The second theme was the adoption of the idea of Security of DevOps or a security-first mindset when developing applications. This idea was pushed further into the light by our very own CEO, Ainsley, with her talk at RSA (“Building Security Processes for Developers and DevOps Teams”) which highlighted how the world of technology and development has changed. Briefly, the pace at which we push code is impossible to keep up with security-wise using old processes, technologies, and teams. Tackling this monumental task means building a multidisciplinary team to handle security and development for your applications. Her talk also focused on how to bridge the communication gap between operations, security, and development, breaking down the walls that currently exist.

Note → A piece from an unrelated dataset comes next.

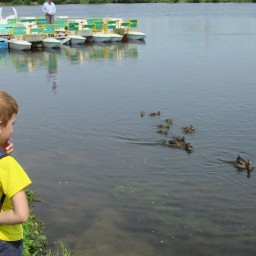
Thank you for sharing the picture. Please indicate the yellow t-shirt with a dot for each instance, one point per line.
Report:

The last hot topic was IoT and securing IoT devices. Few companies know how to build secure internet connected devices. As the adoption of IoT devices is ramps up, consumers are left less secure and have a wider attack surface. For the time being, consumers should consider being skeptical of IoT devices and take into consideration the increased level of vulnerability they are opening themselves up to. There should be a few fundamental considerations made by any company that wants to play in the IoT space. At a minimum, companies should find where their threats lie and build processes to reduce those threats. Releasing information to consumers around what they’re working on fixing and what the consumer is still vulnerable too helps as well. There are currently no laws we’re aware of that would force companies to disclose that information to consumers, but companies like Synology, 1Password, and Microsoft do an outstanding job of keeping their consumers up to date about what they're working on and what they have remediated.
This years’ RSA Conference centered around a few main points that were reiterated throughout the entire conference. GDPR is here to stay, so how do companies cope with it? Security for DevOps was a major concern with them as well, with questions focused on how to get teams to work together, whether they are focused on development or security. Additionally, how can we automate some of the processes involved in developing secure applications? We can help with this point. Lastly, the overall impact of IoT was ever-present, with everyone asking questions around where security in the IoT space is going and how we believe it needs to get there. Did you find these same themes echoed at RSA? Are there things we should know or ideas we missed? Let me know!